Prima della preghiera il saluto del vescovo ausiliare di Roma, mons. Daniele Libanori e poi il ricordo di alcuni fra i nomi di coloro che sono morti nel tentativo di raggiungere l’Europa. Sono, secondo alcuni dati, 40.900 persone morte, dal 1990 a oggi, nel mare Mediterraneo o nelle altre rotte dell’immigrazione verso l’Europa. Un conteggio drammatico, che si è ulteriormente aggravato nei primi mesi del 2020, quando, nonostante la situazione di emergenza causata dal Covid-19 sono state 528 – per metà donne e bambini – le persone che hanno perso la vita nel tentativo di raggiungere il nostro continente, soprattutto dalla Libia attraverso la rotta del Mediterraneo centrale. “È una tragedia dell’umanità di cui occorre fare memoria” sottolineano i promotori della veglia. “Ciascuno di loro è prezioso agli occhi di Dio, e lui, che non dimentica nessuno, aiuti noi, le nostre comunità di fede, il nostro Paese, la speranza di chi cerca un approdo di bene, di vita, di pace”, ha concluso mons. Russo che ha anche speso una parla sull’“occasione propizia che ci è data di fare emergere tanti stranieri, ‘nuovi europei’ dalla condizione di invisibili, valorizzando il loro lavoro e la loro presenza, preziosa per l’Italia e per loro stessi”.

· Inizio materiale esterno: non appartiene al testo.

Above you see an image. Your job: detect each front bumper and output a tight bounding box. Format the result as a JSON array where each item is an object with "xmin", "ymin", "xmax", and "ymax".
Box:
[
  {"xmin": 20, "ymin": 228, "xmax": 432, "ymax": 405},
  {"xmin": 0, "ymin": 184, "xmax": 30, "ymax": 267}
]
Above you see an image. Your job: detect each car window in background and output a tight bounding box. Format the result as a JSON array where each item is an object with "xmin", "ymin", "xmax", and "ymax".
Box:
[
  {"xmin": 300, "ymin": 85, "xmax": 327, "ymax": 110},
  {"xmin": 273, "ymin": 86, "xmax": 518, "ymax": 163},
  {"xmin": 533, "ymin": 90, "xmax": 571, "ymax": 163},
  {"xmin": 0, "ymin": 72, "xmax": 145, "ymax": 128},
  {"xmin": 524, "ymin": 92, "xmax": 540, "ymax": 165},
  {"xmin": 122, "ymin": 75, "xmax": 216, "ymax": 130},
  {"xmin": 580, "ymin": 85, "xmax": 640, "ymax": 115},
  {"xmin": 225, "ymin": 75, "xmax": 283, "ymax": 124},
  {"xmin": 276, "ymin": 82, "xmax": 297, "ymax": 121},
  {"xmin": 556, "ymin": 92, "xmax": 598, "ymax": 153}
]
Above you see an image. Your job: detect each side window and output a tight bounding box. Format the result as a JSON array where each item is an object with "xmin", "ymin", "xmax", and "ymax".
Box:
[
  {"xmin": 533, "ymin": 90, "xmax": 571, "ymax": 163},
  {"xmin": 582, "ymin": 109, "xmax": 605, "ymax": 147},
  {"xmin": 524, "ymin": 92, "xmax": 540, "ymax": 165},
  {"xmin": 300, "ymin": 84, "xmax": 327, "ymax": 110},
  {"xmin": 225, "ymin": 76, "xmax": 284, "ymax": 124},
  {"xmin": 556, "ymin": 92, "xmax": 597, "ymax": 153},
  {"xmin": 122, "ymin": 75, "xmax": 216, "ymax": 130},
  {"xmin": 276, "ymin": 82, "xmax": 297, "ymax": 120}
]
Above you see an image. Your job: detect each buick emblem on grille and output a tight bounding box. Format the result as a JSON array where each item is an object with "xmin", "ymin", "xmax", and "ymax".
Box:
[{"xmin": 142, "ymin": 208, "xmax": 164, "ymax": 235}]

Alla veglia hanno partecipato anche il fondatore della Comunità di Sant’Egidio Andrea Riccardi, il direttore generale della Fondazione Migrantes don Gianni De Robertis e quello della Migrantes di Roma il direttore di Avvenire Marco Tarquinio e il presidente del Centro Astalli, p. Camillo Ripamonti  e per gli scalabriniani,  p.  Gabriele Beltrami.